# Unsupervised Learning

## <center>by Clustering (linear)

### How to do it?

**k-means**

1. suppose we have an unlabelled dataset X

2. define a K by your own, where k is the number of cluster(class)

3. initialise cluster center $C = \{c^1, c^2, ..., c^k\}$, they are better collectted by random sampling k data from X

4. repeat:
    * for all $x^n \in X$, find the cluster is the most close to $x^n$, then put it in to this cluster
    * update cluster center by compute the average the $x^n$ that belong to this cluster

**Hierarchical Agglomerative Clustering(HAC)**

1. suppose we have an unlabelled dataset X
2. build a tree structure by repeat the following steps:
    * see all data as nodes
    * find two most close data (vector)
    * build a parent of them
    * find two most close data from all nodes without parents
    * build a parent of them
3. until we have a root node to all nodes
4. pick a threshold, then the children of the threshold is the number of class, and descendant of a child node belong to same class  

## <center>by Dimension Reduction (linear)

### What is it?

we need find a function which the input and output both are data features. However, the dims of output is less than intput.

### How to do it?

**Feature selection**

Analyse your data and reduce dims...

**Principle component analysis(PCA)**

When we reduce dimension of features, it is nothing more than find a matrix $W$, such that, $z = Wx$, where x is our originial data and z is the data modified. In other words, that is to project our data to new dimensions. Moreover, the modified data must also be distinguished, which means you have to let $Var[x]$ as large as possible.

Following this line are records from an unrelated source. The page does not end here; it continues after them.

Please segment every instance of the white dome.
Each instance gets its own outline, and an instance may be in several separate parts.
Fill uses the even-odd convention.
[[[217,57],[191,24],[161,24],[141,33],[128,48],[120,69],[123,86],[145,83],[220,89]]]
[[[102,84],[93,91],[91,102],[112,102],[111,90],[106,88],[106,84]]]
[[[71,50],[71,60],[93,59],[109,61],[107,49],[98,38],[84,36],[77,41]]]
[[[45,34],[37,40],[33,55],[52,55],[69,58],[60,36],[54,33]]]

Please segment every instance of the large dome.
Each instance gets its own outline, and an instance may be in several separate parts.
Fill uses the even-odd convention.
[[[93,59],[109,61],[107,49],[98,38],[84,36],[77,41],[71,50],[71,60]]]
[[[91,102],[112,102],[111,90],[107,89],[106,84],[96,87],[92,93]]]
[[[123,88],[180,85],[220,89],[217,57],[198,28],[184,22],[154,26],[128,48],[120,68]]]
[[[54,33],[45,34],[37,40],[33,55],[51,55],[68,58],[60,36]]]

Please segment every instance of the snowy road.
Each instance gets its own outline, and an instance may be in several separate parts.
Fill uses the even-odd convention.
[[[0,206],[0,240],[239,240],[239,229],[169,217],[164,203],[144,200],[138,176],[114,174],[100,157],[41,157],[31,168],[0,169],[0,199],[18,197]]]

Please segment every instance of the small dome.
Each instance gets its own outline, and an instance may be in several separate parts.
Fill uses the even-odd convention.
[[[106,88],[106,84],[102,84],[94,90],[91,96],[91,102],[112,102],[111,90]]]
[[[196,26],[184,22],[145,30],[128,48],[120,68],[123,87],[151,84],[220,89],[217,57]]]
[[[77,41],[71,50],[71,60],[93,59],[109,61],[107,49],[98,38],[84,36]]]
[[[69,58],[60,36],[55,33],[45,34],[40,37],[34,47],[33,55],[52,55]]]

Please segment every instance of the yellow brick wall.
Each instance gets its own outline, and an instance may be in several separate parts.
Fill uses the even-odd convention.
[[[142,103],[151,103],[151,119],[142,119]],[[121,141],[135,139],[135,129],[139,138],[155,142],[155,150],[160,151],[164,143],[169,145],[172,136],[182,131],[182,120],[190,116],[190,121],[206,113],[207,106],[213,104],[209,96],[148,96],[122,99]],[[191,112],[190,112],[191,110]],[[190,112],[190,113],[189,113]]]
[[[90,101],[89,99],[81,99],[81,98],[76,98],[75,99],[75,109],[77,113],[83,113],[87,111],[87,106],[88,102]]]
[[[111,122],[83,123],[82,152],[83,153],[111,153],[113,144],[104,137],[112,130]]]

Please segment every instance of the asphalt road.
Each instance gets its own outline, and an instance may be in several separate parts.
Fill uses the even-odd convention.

How many dimensions that we want to keep eventually? This is defined by $W$, that is if $W$ has $x$ rows, then results will have $x$ dimensions.

*Theory and property*:

*orthogonal matrix*: $W^T = W^{-1} \Leftrightarrow W^TW = WW^T = I $,

*eigenvector*: for a square matrix $A$, the eigenvector $v$ and eigenvalue $\lambda$ of $A$ make the equation true:

$$
    Av = \lambda v
$$

if $w^n$ is a vector,

then $w = \begin{bmatrix}
       (w^1)^T  \\[0.3em]
       (w^2)^T \\[0.3em]
        ...
     \end{bmatrix}$ is a orthogonal matrix
     
Let $S = Cov(x) = \sum(x - \bar{x})(x - \bar{x})^T$

NB: each data is a row in x

$w^1$ is the eignevector of covariance matrix $S^T$ Corresponding to the largest eigenvalue $\lambda$.

$w^n$ is the n-th largest...

In PCA $w^n$ are called principle axes

eigenvalue are called principle component

**PCA-Another Point of View**

Any sample in your data could be seen as a weighted combination of some components. 

if we illustrate it in equation, that is 

$$
    x - \bar x \approx c_1u^1 + c_2u^2 + ... + c_ku^k = \hat{x}
$$

in this equation, $x$ is our data, $u^k$ is component, and $c_k$ is weight.

Obviously, if we can find proper components, then data $x$ could be represented by 

$$
    \begin{bmatrix}
    c_1 \\
    c_2 \\
    ... \\
    c_k
    \end{bmatrix}
$$

Now the question is how to find the them.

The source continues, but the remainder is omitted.